Do not hammer that button!
One of the most important things to keep in mind when you are in a system with heavy lag is that you should not hammer any buttons and you should try to execute as few commands as possible. If you are waiting for the grid to load the worst thing you can do is click buttons on the interface or chat in local. These actions will have a negative impact on your client's ability to recover (more to the point, on your session on the server). If you have an outstanding call you should wait for it to complete, and it will complete eventually. It might take minutes but your gun will fire and clicking the button again will not help. Do not browse the market or look up contracts while waiting for the system to load. I know it's hard but you have to leave the client alone while it waits for the calls to complete or you will add to the problem and can even cause the session to get stuck.
Use the Monitor
The network tab in the ingame monitor debugging tool (control-shift-alt-m) can help you understand whether your calls are completing in a timely manner. If there is a number in the "Outstanding" row that means that the server is busy executing your command. Wait for it to complete before executing another one!
Calls do time out
What I said about calls completing eventually is true... from a certain point of view. The call will be handled eventually by the server but it's possible that the client has given up by then. Calls typically time out in 8 minutes and this is true of the request for the simulation instance (grid). If you have waited for 8 minutes for the grid to load you will not recover. If you have the monitor open and see the Outstanding number drop to 0 and your grid doesn"t load then you have no choice but to relog, and even that might not fix things if the server is still overloaded.
Note that if you get podded while in this state then the client should recover when your session is moved into your clone station.

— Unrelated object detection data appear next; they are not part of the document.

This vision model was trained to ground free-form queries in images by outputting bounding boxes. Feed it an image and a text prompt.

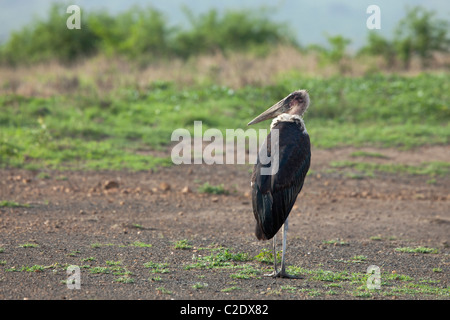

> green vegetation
[360,6,450,69]
[184,248,250,270]
[19,243,39,248]
[174,239,192,250]
[144,261,170,273]
[0,4,296,65]
[0,74,450,171]
[331,161,450,176]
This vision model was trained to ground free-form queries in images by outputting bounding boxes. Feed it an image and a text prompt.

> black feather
[252,122,311,240]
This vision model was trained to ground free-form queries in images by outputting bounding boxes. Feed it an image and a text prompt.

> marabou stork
[248,90,311,278]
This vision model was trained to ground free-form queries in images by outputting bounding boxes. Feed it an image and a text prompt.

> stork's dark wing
[252,122,311,240]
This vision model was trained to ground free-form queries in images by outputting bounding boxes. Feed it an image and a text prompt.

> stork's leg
[276,219,301,279]
[265,235,278,277]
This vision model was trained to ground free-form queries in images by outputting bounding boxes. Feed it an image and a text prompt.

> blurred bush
[0,4,296,65]
[359,6,450,69]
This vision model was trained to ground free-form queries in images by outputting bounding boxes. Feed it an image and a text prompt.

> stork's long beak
[247,99,286,126]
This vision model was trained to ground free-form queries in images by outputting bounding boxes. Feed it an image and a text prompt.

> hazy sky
[0,0,450,48]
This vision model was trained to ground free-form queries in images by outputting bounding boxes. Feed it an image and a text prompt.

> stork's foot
[264,270,303,279]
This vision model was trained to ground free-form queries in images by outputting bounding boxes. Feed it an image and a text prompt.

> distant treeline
[0,4,450,68]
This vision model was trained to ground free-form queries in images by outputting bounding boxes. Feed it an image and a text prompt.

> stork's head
[248,90,309,125]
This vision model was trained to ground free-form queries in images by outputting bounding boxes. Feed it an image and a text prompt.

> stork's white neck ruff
[270,113,307,133]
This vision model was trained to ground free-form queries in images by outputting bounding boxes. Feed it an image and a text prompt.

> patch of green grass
[144,261,170,273]
[19,243,39,248]
[89,267,112,274]
[129,241,152,248]
[114,277,134,283]
[184,248,251,270]
[192,282,208,290]
[331,161,450,177]
[220,286,242,292]
[395,247,438,253]
[254,248,281,264]
[322,239,348,246]
[0,200,30,208]
[0,72,450,171]
[156,287,173,295]
[81,257,97,262]
[350,151,389,159]
[174,239,192,250]
[198,182,228,194]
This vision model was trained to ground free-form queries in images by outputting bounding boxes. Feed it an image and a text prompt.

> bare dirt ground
[0,146,450,300]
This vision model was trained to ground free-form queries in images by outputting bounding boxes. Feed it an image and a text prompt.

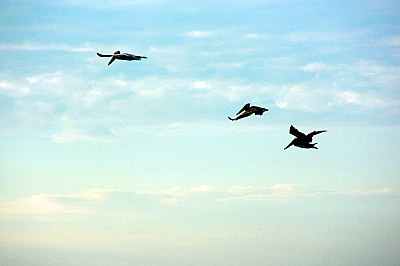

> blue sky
[0,0,400,265]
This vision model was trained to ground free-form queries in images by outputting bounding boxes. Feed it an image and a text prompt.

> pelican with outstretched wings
[228,103,268,121]
[97,51,147,65]
[284,126,326,150]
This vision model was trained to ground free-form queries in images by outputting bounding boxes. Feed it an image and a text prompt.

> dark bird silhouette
[228,103,268,121]
[284,126,326,150]
[97,51,147,65]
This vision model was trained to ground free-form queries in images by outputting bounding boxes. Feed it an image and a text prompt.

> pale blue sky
[0,0,400,265]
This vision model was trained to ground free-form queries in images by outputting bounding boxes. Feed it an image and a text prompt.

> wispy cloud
[0,42,98,53]
[0,186,400,215]
[0,188,116,214]
[185,30,217,39]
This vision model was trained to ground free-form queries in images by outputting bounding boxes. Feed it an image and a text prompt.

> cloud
[339,188,400,197]
[302,62,330,72]
[0,188,115,214]
[383,36,400,47]
[0,42,98,53]
[0,186,400,216]
[185,30,216,39]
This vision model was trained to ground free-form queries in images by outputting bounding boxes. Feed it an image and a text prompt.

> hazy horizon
[0,0,400,265]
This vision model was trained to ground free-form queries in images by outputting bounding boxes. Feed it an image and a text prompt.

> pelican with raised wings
[284,125,326,150]
[228,103,268,121]
[97,51,147,65]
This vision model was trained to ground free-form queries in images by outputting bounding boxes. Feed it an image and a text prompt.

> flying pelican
[228,103,268,121]
[284,126,326,150]
[97,51,147,65]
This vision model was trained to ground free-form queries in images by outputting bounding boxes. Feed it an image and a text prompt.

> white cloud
[185,30,216,39]
[340,188,400,197]
[0,186,400,216]
[0,188,124,214]
[384,36,400,47]
[302,62,330,72]
[0,42,98,53]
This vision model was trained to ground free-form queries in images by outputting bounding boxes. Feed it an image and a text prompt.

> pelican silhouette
[228,103,268,121]
[97,51,147,65]
[284,126,326,150]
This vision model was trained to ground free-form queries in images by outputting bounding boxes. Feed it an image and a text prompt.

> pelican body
[97,51,147,65]
[284,126,326,150]
[228,103,268,121]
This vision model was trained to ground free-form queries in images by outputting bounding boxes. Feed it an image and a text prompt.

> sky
[0,0,400,265]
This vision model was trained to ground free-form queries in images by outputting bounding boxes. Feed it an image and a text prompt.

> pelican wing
[236,103,250,115]
[289,126,305,138]
[108,56,115,65]
[284,140,294,150]
[97,53,113,57]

We have come a long way in understanding the issues that have plagued large fights after Dominion and have gotten important insight into fleet fight lag as a whole. The problems we are experiencing post-Dominion are being worked on and they will be fixed soon, adding more space carnage to your battles.

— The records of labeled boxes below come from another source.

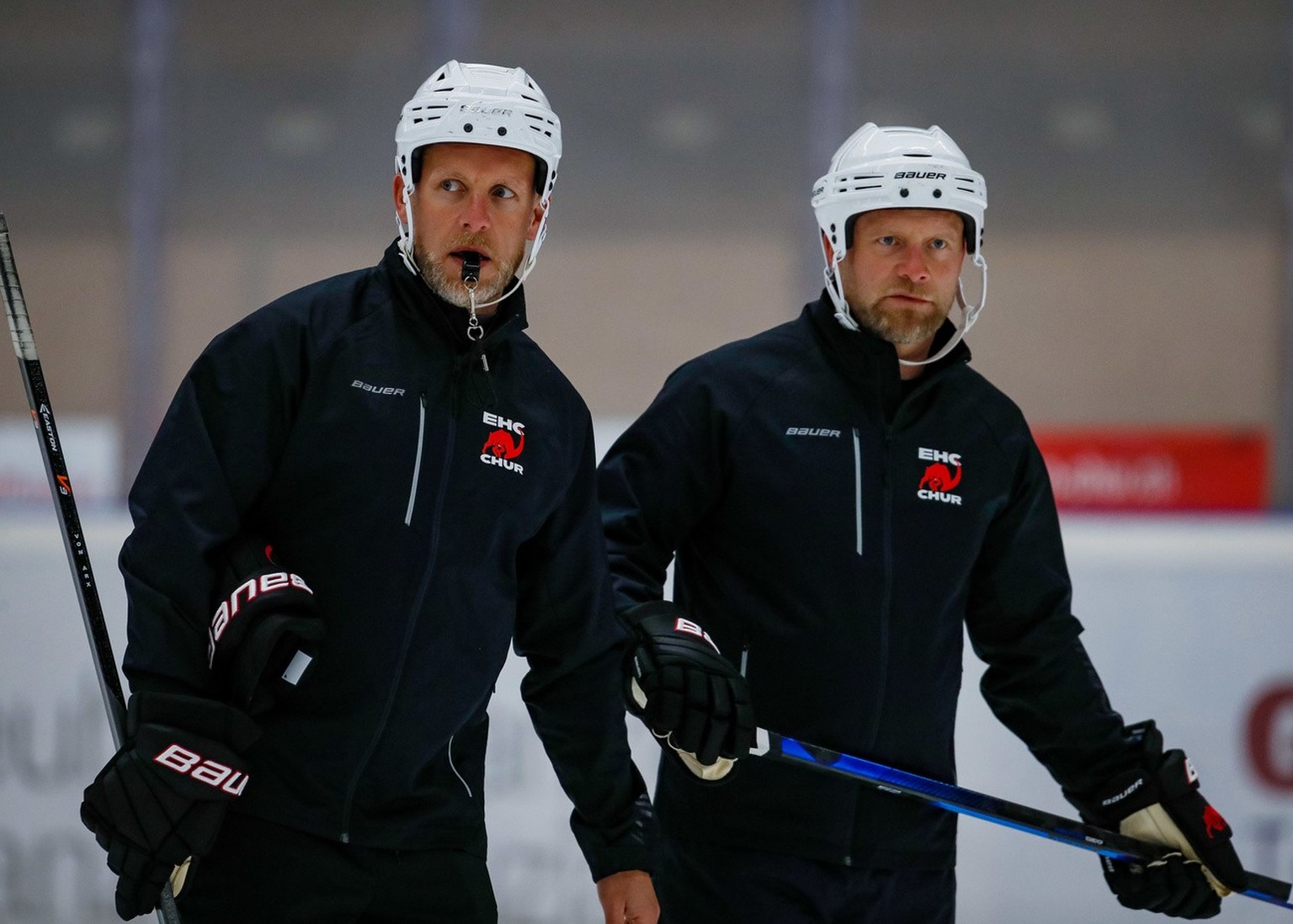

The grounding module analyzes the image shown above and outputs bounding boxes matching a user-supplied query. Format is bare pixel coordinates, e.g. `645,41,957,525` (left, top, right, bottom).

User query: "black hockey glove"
80,693,260,920
207,538,323,716
622,601,753,779
1066,721,1248,917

I would like to ask that we keep the discussion thread attached to this blog productive and try to keep flaming to a minimum.
EVE Online, CCP Games
A Word from Customer Support
Support's intervention in large fleet engagements in even a remotely fair manner is very problematic due to the complexity of the situation.
Under circumstances where lag is involved or elusive bugs that are difficult to establish as the deciding factor, CCP cannot justify passing judgment on who should have won or who should have lost. While a problem such as the one in focus here is known to affect some players in certain situations, the evidence available in server-side logs, when available at all, can be haphazard and arbitrary. As such, intervention on CCP's part would risk being arbitrary as well.
What this means is that CCP will not be granting reimbursement for fleet fight losses.
Please understand that fleet fight reimbursement has always been very controversial and few issues have been discussed and argued in more detail within CCP. The conclusion has, however, always been to leave fleet battles alone rather than reimbursing them as a whole. We apologize for any inconvenience this may cause and we appreciate your patience as we work diligently towards resolving this issue.